Глава VIВ ГОРОДЕ БИДАРЕ
Намеченный путь близился к концу; вдали на розовом вечереющем небе обозначились темные стены и башни — это виднелся Бидар, большой древний город, столица южноиндийского государства Декан. В Бидаре положил себе Афанасий сделать остановку; здесь, по слухам, многолюдны базары, богаты купцы — можно будет поразузнать про товары, про цены: авось и удастся что-нибудь закупить. Пора уж, пора бы делом заняться! Деньги на исходе, а пропитание в дороге недешево стоит. «Один я человек, — записал Афанасий в своей тетрадке, — но в день на еду идет по два с половиной алтына. Да еще ни вина, ни меду не пробовал… Жить в Индостане — значит израсходовать все, что имеешь». Ваську прокормить — тоже расход оказался немалый. «Разоритель ты мой! — ворчал Афанасий, похлопывая коня по крутой шее. — Год кормлю тебя, шестьдесят восемь футунов на тебя издержал… А продавать неохота.

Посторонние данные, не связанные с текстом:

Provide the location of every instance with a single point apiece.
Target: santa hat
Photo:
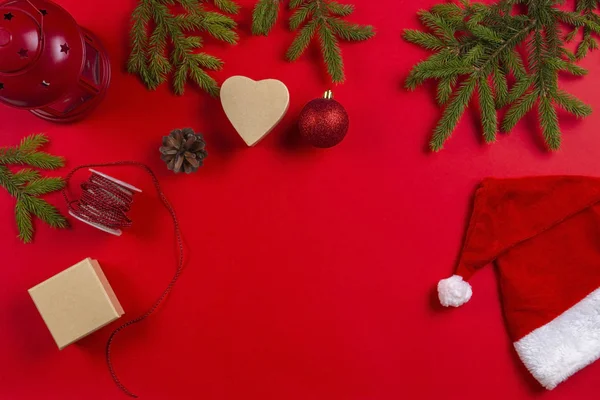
(544, 236)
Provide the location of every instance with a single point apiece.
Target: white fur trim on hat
(565, 345)
(454, 291)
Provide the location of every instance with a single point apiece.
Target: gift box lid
(76, 302)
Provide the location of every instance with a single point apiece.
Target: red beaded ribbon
(105, 202)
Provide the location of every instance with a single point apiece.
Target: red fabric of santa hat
(543, 234)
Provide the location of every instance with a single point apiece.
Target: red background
(311, 273)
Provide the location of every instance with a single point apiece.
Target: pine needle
(166, 48)
(26, 185)
(310, 18)
(477, 45)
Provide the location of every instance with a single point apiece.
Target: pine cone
(183, 150)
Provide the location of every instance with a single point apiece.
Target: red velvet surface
(543, 234)
(311, 273)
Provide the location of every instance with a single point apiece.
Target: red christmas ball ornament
(48, 63)
(324, 122)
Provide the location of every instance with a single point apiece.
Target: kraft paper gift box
(76, 302)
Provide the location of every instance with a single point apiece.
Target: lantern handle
(41, 18)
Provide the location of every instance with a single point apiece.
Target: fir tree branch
(310, 18)
(475, 45)
(26, 185)
(166, 48)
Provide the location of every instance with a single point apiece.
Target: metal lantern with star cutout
(48, 63)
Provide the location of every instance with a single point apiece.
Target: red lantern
(49, 64)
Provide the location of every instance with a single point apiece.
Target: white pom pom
(454, 291)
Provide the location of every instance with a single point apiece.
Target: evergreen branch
(160, 44)
(302, 40)
(423, 39)
(572, 104)
(489, 118)
(24, 222)
(264, 16)
(445, 88)
(41, 186)
(310, 18)
(227, 6)
(500, 86)
(480, 45)
(332, 54)
(549, 122)
(26, 184)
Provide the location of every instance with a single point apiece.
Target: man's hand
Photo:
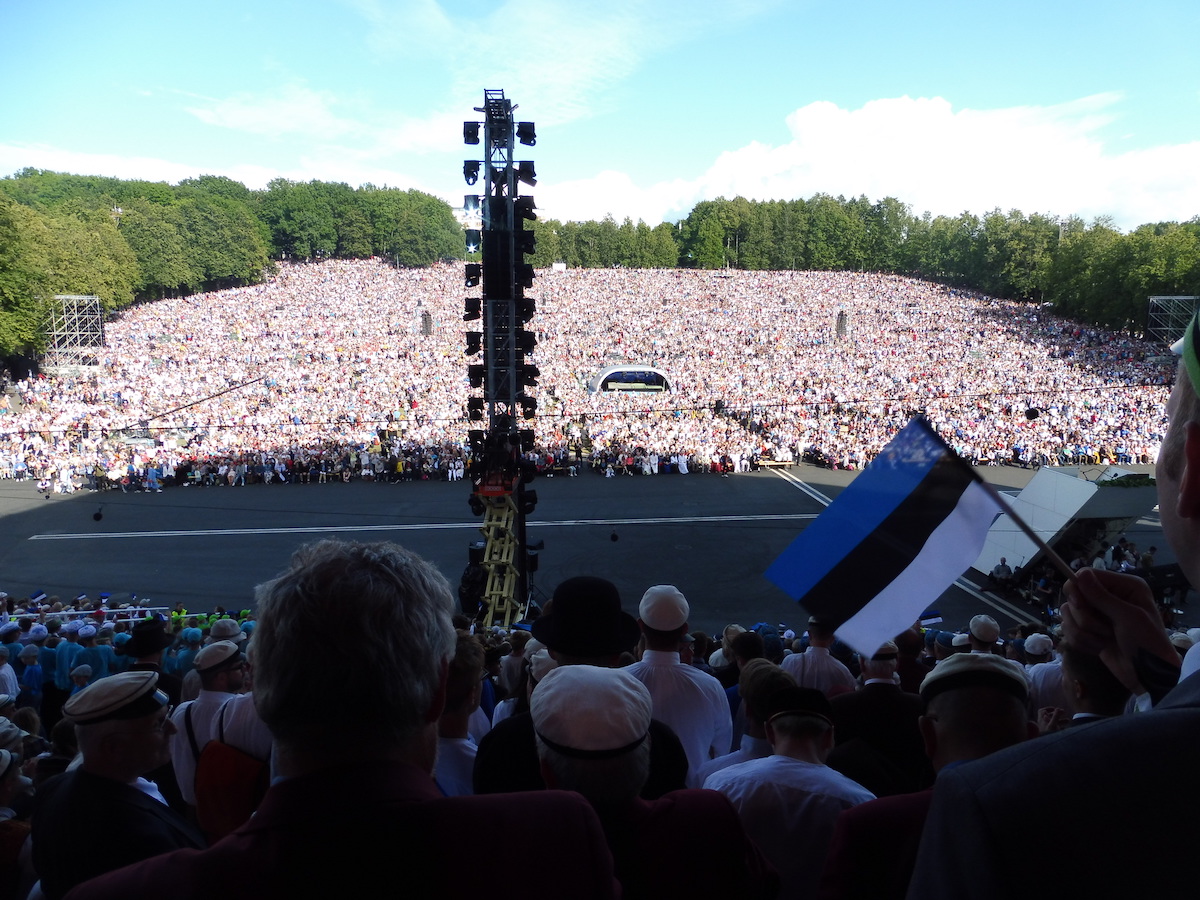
(1109, 615)
(1051, 719)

Настоящей цены не дают, задешево не уступлю». Конь пофыркивал, чуя, что близок отдых.
— Где бы, и в самом деле, передохнуть? — Афанасий оглянулся. Незаметно для себя они с Васькой вступили в предместье Бидара. Высокие многоярусные дворцы и башни — крыша колоколом — отодвинулись далеко вперед, туда, где догорал красный закат. А вблизи, кругом, обагренные вечерней зарей, стояли врассыпную только бедные хижины, такие же невзрачные, как в индийских деревнях: низенькие строения со стенами, ровно обмазанными глиной, со светлыми плоскими крышами. Первоначально Афанасий думал, что лачуги эти крыты соломой, как родные русские избы; теперь он знал, что эти светлые кровли сделаны из волокон пальмового листа, уложенных ровными связками. Кровля выступала далеко над стенами дома и краями опиралась на ровные точеные столбики так, что каждое строение было окружено галерейкой, вроде открытых сеней. Между хижинами виднелись колодцы с высоким шестом — ни дать ни взять наши волжские «журавли»! — но вскоре Афанасий разглядел, что к индийским колодцам были подведены длинные деревянные желобы; туда опрокидывались поднятые ведра, и по ним колодезная вода бежала прямо в сады. «Ох, мудрый народ! Ох, народ работящий!» — улыбнулся было Афанасий, и тут же улыбка угасла: вытянувшись вдоль по краю желоба и опустив в желоб маленькую головку, спокойно пила свежую воду огромная — длиною в сажень — блестящая и черная змея. Не успел путник опомниться, как снова увидел змею, еще длиннее первой. Такая же черная и блестящая, она свешивалась над самым колодцем, обвив хвост вокруг подъемного шеста, а ее маленькая плоская головка качалась в воздухе и с бешеной быстротой то показывала, то прятала длинный и темный раздвоенный язык. «Ну, что это! Ну, это уж совсем ни к чему!» — озадаченно бормотал путник и, крепко ухватив коня за повод, настойчиво тянул его в малолюдный темный переулок. Они быстро прошли сотню-другую шагов, и почти под ногами лошади промелькнула третья, такая же огромная змея; она неторопливо ползла через дорогу, ничуть не пугаясь при виде человека.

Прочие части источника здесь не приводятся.